Wednesday, April 27, 2011

Possible Conflict May Arise Over Jamaica’s Stand-by Agreement with IMF Over 5% Tax Cut in Fuel

Jamaican Gleaner: IMF Open to New Standby Agreement with Jamaica
Business Content Jamaica: Jamaica Shaves 5% Off Controversial Gas Tax
Business Content Jamaica: 1.2% Decline in Jamaica’s Economic Growth

On April 12, 2011, the Jamaican government successfully avoided protest by opposition party, the Peoples National Party (“PNP”). The PNP, had originally scheduled the protest to oppose the Jamaican government’s implementation of a 15% tax increase on fuel. Consumers had already been hit hard by the international increase of fuel prices and the 15% tax increase would have only increased costs for cash-strapped consumers. Currently Jamaican motorist pay more than $4.40 per gallon for gasoline. The 15% tax increase would have sent the price of gasoline to over $5.00 per gallon, something the PNP was unwilling to accept. In response to the possible protest, the Jamaican government agreed to reduce the tax by 5% and successfully quelled the party’s protest.

Although the Jamaican government avoided the immediate fear of political protest, reducing the fuel tax has only created another imminent fear for the Jamaican government. The 15% increase in tax fuel was one of the conditions negotiated in a medium-term economic stand-by agreement with the International Monetary Fund. This agreement between the Jamaican government and the IMF provides the Jamaican government with a 3-year $1.27 billion dollar loan in order to help the government implement new economic reforms and cope with the global downturn. However, the agreement comes with conditions and clearly states that the Jamaican government must meet certain markers and goals for ensuring greater fiscal discipline. One of these markers included increasing cash supply through increased taxation, which the 15% fuel tax increase was supposed to be a part of. The 5% decrease assented to by the Jamaican government, will now force them to explain an unexpected budgetary cost of 3.5 billion Jamaican dollars (roughly $41 million U.S. dollars) to the IMF. It is clear from the terms of the stand-by agreement with the IMF, that Jamaica faces possible legal sanctions for failing to meet these markers. Already identified as a government with a “terminal point problem,” or a problem with failing to meet financial and structural markers, the Jamaican government is unsure if this decrease in tax fuel will have a legal affect for the country. However, in the February review of the agreement, IMF technocrat Trevor Alleyne said the IMF is working with the Jamaican government to ensure that resort to legal sanctions is avoided.

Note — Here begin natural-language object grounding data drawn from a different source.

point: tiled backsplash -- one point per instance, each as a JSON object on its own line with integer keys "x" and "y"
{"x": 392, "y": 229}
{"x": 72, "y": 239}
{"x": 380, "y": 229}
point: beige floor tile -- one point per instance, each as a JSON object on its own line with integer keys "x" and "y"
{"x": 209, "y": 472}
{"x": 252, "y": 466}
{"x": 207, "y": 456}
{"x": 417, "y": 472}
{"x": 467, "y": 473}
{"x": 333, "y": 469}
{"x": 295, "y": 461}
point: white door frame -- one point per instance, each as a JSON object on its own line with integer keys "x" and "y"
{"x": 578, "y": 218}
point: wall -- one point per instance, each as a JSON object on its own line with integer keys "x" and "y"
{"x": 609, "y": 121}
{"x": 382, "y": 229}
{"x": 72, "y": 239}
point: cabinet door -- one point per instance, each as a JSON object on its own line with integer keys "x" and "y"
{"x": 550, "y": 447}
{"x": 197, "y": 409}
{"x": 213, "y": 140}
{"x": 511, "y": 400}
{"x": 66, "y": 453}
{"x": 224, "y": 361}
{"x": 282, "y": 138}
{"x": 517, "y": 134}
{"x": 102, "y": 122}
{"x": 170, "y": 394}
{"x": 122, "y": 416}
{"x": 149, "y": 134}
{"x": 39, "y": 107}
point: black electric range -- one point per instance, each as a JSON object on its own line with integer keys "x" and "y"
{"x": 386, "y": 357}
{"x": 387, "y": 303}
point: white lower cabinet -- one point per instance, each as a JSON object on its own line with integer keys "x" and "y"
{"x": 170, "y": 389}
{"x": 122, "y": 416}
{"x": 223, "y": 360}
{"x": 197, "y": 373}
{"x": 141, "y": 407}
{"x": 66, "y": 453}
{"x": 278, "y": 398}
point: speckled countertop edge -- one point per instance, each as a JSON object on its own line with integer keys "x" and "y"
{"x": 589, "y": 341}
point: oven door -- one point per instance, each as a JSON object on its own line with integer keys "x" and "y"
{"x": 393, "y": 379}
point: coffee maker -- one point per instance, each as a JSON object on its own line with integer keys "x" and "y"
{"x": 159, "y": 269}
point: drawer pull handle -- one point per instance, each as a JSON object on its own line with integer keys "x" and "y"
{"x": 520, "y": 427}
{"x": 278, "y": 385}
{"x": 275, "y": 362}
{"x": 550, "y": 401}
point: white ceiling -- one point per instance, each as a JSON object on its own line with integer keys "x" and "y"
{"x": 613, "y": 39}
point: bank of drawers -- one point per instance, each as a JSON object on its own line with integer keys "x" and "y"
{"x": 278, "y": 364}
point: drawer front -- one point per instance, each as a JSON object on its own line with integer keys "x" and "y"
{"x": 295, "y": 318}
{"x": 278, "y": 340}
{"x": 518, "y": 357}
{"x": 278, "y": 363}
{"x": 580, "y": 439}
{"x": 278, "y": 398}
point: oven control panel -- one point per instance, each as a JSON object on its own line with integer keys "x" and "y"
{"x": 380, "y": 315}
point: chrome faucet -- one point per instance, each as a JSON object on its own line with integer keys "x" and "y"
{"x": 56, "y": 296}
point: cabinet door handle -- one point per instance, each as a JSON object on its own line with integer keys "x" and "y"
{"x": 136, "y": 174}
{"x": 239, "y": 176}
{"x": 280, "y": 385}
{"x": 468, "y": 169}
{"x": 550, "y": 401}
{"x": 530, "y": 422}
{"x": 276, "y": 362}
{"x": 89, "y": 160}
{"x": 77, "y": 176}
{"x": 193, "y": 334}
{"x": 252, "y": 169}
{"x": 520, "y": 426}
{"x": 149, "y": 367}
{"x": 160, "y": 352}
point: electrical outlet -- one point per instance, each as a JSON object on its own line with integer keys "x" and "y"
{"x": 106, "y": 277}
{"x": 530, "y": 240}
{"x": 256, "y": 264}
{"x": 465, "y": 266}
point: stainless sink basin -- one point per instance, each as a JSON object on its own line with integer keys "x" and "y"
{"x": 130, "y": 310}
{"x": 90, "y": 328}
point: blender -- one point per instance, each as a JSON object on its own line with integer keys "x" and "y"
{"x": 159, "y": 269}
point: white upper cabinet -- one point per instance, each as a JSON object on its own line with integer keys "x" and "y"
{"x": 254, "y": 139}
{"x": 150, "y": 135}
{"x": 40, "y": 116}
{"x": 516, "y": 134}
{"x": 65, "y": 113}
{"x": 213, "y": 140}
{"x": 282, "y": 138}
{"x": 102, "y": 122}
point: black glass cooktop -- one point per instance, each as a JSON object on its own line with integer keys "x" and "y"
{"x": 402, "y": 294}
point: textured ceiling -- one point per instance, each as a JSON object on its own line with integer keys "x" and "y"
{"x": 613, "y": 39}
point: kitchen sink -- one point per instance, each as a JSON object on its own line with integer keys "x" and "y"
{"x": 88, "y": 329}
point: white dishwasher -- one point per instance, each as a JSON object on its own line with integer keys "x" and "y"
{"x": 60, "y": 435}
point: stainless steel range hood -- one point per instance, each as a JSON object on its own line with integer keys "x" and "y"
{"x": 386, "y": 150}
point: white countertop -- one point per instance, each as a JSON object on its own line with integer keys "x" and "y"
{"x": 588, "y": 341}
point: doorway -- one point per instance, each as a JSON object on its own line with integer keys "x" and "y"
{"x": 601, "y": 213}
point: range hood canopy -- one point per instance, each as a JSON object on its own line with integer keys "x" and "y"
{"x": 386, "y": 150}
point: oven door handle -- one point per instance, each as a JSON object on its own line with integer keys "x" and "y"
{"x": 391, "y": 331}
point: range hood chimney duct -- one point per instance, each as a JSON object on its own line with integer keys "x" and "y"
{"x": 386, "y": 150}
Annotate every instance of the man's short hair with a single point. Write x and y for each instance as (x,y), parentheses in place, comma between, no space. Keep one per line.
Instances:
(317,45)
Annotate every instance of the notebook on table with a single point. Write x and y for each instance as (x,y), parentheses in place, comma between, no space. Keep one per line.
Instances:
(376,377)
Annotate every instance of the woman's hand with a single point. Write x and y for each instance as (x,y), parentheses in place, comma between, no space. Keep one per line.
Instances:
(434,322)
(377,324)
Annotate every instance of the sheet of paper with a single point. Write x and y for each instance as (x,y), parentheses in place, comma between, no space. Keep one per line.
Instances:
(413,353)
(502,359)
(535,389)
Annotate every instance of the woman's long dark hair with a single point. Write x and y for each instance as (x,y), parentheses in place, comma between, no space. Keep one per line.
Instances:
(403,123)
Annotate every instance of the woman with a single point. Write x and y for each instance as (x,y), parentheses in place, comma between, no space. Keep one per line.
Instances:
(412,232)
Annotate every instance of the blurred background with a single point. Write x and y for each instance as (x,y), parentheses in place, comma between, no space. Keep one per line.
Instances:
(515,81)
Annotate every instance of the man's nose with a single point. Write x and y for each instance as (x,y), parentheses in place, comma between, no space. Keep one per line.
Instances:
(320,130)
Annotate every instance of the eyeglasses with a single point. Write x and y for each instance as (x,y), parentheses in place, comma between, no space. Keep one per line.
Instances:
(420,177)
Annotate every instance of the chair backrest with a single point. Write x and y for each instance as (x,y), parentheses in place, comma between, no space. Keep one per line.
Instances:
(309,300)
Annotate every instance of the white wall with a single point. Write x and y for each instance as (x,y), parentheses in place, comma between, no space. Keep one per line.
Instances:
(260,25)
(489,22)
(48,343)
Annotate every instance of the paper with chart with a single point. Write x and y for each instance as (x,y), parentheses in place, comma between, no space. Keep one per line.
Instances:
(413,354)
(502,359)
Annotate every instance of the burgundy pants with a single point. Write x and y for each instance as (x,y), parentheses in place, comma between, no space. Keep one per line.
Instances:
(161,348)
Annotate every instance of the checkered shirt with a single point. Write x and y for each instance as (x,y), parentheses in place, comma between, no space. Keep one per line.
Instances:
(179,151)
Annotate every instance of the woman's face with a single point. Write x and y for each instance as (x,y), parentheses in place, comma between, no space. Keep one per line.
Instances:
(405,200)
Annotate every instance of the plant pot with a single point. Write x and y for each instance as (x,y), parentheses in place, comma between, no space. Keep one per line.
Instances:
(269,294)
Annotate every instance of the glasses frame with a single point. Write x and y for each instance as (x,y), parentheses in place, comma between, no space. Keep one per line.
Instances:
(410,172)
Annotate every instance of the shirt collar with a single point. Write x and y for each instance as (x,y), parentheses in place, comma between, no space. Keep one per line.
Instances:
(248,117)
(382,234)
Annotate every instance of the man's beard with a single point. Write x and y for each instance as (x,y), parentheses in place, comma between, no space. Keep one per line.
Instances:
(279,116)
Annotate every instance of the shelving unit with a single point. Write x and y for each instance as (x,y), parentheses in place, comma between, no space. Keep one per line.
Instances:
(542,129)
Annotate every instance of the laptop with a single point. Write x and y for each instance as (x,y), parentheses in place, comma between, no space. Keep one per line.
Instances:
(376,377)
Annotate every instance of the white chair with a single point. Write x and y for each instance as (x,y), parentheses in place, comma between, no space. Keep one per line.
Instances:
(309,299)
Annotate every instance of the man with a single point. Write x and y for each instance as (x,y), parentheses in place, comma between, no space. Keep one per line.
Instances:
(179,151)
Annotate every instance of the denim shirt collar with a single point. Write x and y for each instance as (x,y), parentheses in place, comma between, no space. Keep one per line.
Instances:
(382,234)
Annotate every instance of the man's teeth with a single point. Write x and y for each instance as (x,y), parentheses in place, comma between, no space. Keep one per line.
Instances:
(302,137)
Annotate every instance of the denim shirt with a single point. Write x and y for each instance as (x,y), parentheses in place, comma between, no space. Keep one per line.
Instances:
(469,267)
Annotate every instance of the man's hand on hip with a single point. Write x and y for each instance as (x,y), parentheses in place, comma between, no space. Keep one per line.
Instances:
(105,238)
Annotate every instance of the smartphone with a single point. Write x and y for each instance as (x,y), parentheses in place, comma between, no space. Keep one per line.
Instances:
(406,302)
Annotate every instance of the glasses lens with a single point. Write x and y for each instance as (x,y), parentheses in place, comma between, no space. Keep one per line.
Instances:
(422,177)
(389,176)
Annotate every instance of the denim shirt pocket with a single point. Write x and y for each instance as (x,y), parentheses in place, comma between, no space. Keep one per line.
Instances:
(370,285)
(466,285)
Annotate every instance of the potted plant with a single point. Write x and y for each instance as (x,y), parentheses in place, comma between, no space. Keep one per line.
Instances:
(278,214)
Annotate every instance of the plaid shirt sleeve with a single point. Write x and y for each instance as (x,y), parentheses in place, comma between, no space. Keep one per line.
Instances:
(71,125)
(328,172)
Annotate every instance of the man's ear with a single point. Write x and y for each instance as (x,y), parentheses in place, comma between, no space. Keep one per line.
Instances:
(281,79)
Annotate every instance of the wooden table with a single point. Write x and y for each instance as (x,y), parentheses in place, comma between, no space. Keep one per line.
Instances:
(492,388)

Although some support the stand-by agreement between the IMF and the Jamaican government, critics point to Jamaica’s 1.2% GDP contraction in the 2010 year as an indicator that the reforms imposed by the terms of the agreement are not stimulating growth. Alleyne contends that increasing GDP was never the major goal of issuing the loan, but providing insurance for banks in case of a sharp demand for loans during a debt exchange shock, or fallout, was. Maintaining the economic confidence of companies is crucial toward the growth of the country, Alleyne stated.
However, when a sharp GDP contraction in Jamaica’s September quarter, did not send companies running to the bank for cash bailouts, critics viewed the loan as an attempt to swindle the Jamaican government into paying interest on a overly excessive loan, since $950 million of the $1.27 billion loaned by the IMF had been allocated for such a shock. Alleyne contends that the loan was created to prepare Jamaican banks against the worst possible scenario, not as a reflection of the IMF’s belief that the worst case scenario would actually happen.

Despite criticisms of the loan, the Jamaican government will continue to work with the IMF to make improvements in their fiscal planning. If nothing else the existence of the loan will encourage much needed cheap budgetary support from the World Bank and the Inter-American Development Bank.